Stencils can never be too dry, they can over heat and crosslink. This happens at temperatures over 110F

Dry is better than heat, but 95F is not bad. Not as good as 80F, but not bad. A Dehumidifier dries the air and the dry air sucks the moisture out of the stencil. 

A box is probably sealed. Where will the water go?

Nobody can tell you how long, they can only guess. YOU, but a $19 Indoor/Outdoor digital thermometer/HYGOmeter at Radio Shack. Model: 63-1032

Over night the box will stabilize. Put in a screen, close the box and watch the humidity of the air go up. When it stops going up, the air in the box has done all it can. You might as well take the screen out.

IF you dehumidify the box, or the whole room - The room will stabilize overnight and be as dry as the dehumidifier can make it. When you put a coated screen in the room/box, the humidity will rise and then fall back low humidity as the dehumidifier gets the air back to dry.

How long? 1 screen would be different from 5. Rainy day, different from winter. 

The hygrometer has no friends. When the hygrometer returns to its low, the screens are as dry as you can make them. 

Sears. $150. I say a dehumidifier is the fastest way to dry your screens.


----------



## BlackLegends (Aug 14, 2007)

CustomScreen said:


> with just a dehumidifier it can take an hour or so, you can also put a heater in to speed things up, i normally try and leave the screens overnight if i can help it, or i've found if you need one extra quick, a hairdryer does the job in maybe 5mins.


How close or how far away should I have the hair dryer? I hate to do it this way but I need this screen dried quickly, like today. I dont know what happened with the last one I did. I think maybe I had too much emulsion on the screen. After I exposed it I began to wash it out. At first the design was coming out pretty well. Then all of a sudden all the emulsion started peeling off. There was also this awful smell after exposing. This is my second time doing this process (coating, exposing, printing). The first time everything went perfect, guess thats why Im catching so much hell now.


----------



## RichardGreaves (Nov 7, 2006)

BlackLegends said:


> How close or how far away should I have the hair dryer?

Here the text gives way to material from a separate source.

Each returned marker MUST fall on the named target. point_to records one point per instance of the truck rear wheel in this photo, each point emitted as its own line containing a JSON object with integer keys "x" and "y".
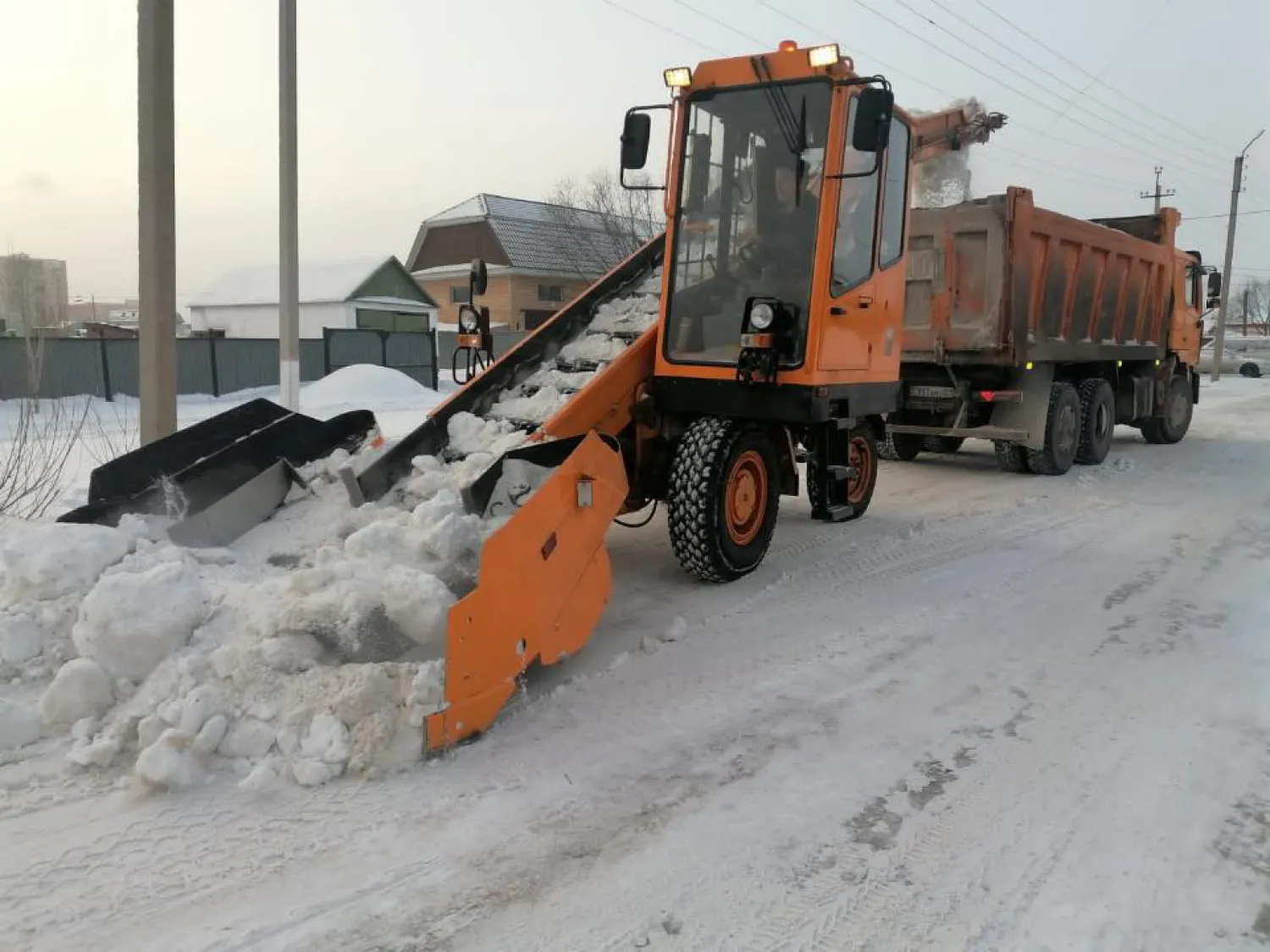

Use the baby bottle test to compare hot liquid to 90 degree F skin temperature as a safe test. If the stencil feels hotter than your wrist, you could cause damage to the stencil or it might crosslink areas with heat that you want to wash out.


----------



## BlackLegends (Aug 14, 2007)

Thanks, Im about to try it out now.


----------



## kylerogers (Jul 30, 2008)

I just bought a dehumidifier from Lowes for $150. It puts out a lot of heat as well as sucks out the humidity. So I'm working in a small room and the dehumidifier is actually heating up the room. Right now it is 78 in my house. I have the central air vent closed to the room where the screen is drying and it's 91 right now, cause the air blowing out of the dehumidifier is hot.


----------



## RichardGreaves (Nov 7, 2006)

*Hot in screen storage room*



kylerogers said:


> I just bought a dehumidifier from Lowes for $150. It puts out a lot of heat as well as sucks out the humidity.
> 
> So I'm working in a small room and the dehumidifier is actually heating up the room. Right now it is 78 in my house.
> 
> I have the central air vent closed to the room where the screen is drying and it's 91 right now, cause the air blowing out of the dehumidifier is hot.


Cool air can hold less water vapor than warm air. This is the reason common humidity is measured as relative humidity. The amount of moisture that air can hold is realtive the that actual temperature of the air.

Open the central air vent and cool the room if you are uncomfortable. The dehumidifier will remove the moisture easier.


----------



## miktoxic (Feb 21, 2008)

man i'd love to know the REAL answer to this question if somebody could actually speak english.


----------



## Fixico (Dec 3, 2011)

In a closet or small 74 degree room with a fan and one of those little dehumidifier canisters from the dollar tree, your screens will be dry in about 1- 1 1/2 hours. If you need it now, take a blow dryer on the warm setting to it for about 5 minutes.


----------